ナイル・ロジャースはニューヨーク出身のギタリスト/プロデューサーで、現在63歳。スタジオミュージシャンとして活動したのち、77年にファンクバンドのCHICでデビュー、 『Le Freak』 、『Good Times』 などのシングルが全米ナンバーワンを獲得しています。CHICはディスコブームの火付け役のひとつとして日本でも人気があったようなので、70年代にディスコ通いをしていたオジサマやオバサマ達には懐かしい名前なんじゃないかな。俺はさすがに後追いだけど。そういえば以前、早見優が子供のころにCHICを聴いて友達と踊っていた、なんてことを話していて、帰国子女はやっぱり違うなあ……と感心したこともありました。

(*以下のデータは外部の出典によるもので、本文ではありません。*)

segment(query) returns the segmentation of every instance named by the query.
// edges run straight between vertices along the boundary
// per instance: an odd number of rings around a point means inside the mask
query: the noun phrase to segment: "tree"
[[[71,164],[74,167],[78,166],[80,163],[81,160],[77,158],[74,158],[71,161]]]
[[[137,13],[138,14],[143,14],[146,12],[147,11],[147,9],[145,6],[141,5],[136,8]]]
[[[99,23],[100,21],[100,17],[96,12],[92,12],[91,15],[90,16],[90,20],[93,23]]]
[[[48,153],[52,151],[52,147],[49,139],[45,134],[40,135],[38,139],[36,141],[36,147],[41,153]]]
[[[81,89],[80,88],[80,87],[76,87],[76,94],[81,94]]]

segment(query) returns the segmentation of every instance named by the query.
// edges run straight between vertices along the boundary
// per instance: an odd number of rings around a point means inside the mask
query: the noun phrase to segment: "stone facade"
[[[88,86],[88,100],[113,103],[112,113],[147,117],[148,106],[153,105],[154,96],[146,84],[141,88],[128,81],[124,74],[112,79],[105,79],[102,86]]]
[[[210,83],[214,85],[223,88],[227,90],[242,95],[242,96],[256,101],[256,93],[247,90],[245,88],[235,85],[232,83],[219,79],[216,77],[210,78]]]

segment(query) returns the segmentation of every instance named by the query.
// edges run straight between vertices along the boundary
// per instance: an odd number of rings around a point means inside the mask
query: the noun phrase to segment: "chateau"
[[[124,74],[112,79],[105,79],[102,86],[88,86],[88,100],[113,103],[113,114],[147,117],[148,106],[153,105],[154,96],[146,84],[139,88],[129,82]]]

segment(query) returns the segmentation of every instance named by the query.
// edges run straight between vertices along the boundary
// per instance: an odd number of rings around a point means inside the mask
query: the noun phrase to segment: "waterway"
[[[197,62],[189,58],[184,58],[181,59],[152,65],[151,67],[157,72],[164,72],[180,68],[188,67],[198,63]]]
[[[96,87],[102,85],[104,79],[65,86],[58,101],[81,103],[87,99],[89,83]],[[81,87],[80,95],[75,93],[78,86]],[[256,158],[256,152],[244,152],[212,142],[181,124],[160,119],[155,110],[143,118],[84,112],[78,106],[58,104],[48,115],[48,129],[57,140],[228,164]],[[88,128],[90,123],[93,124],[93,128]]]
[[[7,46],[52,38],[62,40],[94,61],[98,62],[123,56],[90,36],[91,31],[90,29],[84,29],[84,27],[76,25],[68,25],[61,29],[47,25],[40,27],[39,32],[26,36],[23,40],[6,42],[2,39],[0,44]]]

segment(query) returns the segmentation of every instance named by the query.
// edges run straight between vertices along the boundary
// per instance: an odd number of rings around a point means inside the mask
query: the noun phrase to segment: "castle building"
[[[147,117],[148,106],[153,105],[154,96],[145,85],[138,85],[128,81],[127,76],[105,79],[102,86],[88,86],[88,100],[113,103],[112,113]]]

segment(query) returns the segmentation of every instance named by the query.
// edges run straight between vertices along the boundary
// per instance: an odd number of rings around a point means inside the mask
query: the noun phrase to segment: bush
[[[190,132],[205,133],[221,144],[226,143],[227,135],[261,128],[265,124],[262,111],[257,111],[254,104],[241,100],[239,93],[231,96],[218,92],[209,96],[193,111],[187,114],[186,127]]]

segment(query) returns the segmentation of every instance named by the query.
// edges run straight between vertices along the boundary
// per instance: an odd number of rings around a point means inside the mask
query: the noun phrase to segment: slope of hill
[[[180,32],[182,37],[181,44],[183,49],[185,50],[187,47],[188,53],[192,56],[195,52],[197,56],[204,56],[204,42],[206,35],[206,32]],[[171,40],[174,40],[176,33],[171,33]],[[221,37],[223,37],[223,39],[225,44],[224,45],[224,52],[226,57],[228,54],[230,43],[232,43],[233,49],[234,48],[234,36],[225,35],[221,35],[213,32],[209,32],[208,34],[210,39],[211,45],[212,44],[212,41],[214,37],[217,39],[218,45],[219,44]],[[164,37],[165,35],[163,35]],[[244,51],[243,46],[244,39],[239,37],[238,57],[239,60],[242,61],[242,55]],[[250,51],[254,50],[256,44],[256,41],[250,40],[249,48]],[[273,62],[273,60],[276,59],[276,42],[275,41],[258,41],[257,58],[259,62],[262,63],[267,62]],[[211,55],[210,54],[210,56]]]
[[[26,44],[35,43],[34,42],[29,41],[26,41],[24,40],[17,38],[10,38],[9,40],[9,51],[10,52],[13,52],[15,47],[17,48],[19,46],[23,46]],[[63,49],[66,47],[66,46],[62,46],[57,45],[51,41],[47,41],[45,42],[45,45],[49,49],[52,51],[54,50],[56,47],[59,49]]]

ナイルのことを最初に意識したのはたぶんDURAN DURANのシングル に載っていたクレジットだったと思う。少年時代の俺には、気に入った曲の歌詞と訳詞をノートに書き写すというなかなか面倒くさい習慣があったんだけど、自分なりに資料を作っているつもりだったのか、誰の作詞作曲なのかだとか、知りうる限りのデータも書き込んでいてね。でも、そのシングル曲はクレジットを見ても誰の曲なのかわからなかったから、プロデューサーとして名前が載っていたナイルの名前をそのノートに書いておいたんだよね。まあ、そのころはプロデューサーがいったい何をやる人なのかもわかっていなかったし、ナイルのこともさほど気に留めていなかったんだけど、しばらくしてボウイの『Let’s Dance』やマドンナの『Like a Virgin』のプロデューサーもナイルだと知ると、いったい何者なんだ……? と、俄然興味がわいてくるわけですよ。それでさっそくCHICを聴いてみたのでした。そういえば、DURAN DURANのメンバーがやっていたTHE POWER STATION のドラマーがCHICのトニー・トンプソンで、プロデューサーがベーシストのバーナード・エドワーズだったというのも聴いてみようと思ったきっかけになったな。
『Le Freak』
CHICといえばやっぱりこれ!
『おしゃれフリーク』っていう邦題もいいよね。
ただ、黒人の女性ヴォーカル2人を擁したCHICのサウンドは、ダンサブルで洗練された、まさに“シック”なもので、まだまだ子供だった俺には少し大人向けに感じてしまい、それほど熱心には聴きこまず。俺が彼らの魅力に気付くのは、音楽性を広げようといろんな音楽を改めて聴き漁るようになったハタチぐらいのことでした。メロディアスでキャッチーな楽曲やブルージーなハードロックを好む俺でも、自然に体が動いてしまうようなバンドのグルーヴ……、とくにナイルのカッティングを中心としたグルーヴィーなギターが凄かった。ファンキーなカッティングだけではなく、メロディを弾いていても常にビートを感じさせるギタリストなんてなかなかいないよ。まあ、黒人のファンク・ギタリストには比較的多いスタイルなのかもしれないけど、ナイルこそがこのスタイルのパイオニアだ。そして、ナイルはこのグルーヴィーなギタースタイルだけではなく、絶妙なポップセンスや、緻密なアレンジ能力も持っていたからこそ、マドンナのようなポップシンガーのプロデュースも出来たんだよね。
『I Want Your Love』
この日、俺は会場にいました。この曲はライヴの序盤にやって、
いきなりこれ?! って興奮したのを覚えています。
バーナード・エドワーズはこの来日中に日本で亡くなってしまった……。
CHICは長期間の休止を経て活動を再開するものの、トニーとバーナードが亡くなってしまう(トニーは活動再開に参加せず)。そしてナイル自身も11年に癌を発症、活動が危ぶまれたけど、癌を克服し、オリジナルメンバーがナイル一人になった今もコンスタントに活動を続けている。昨年は23年ぶりとなるオリジナルアルバムを発表、来日公演も実現した。そのライヴは観に行けなかったんだけど、96年のライヴで感じた興奮を今でも覚えています。スティーヴ・ウィンウッド やスラッシュなどの豪華ゲストや、オマー・ハキム をはじめとする凄腕ミュージシャンたちを束ねるナイルの辣腕ぶりといったらもう! 震えがくるぐらいカッコよかった。もちろんバーナードとのパートナーシップもあってこそ、だったんだろうけどね。バーナードやトニーとの共演はもう観られないけど、ナイルのライヴはまだまだ観られるはず。今年もまた来てくれないかなあ。
『I’ll Be There』
最新アルバムから。
いやもう、相変わらずカッコいいっす。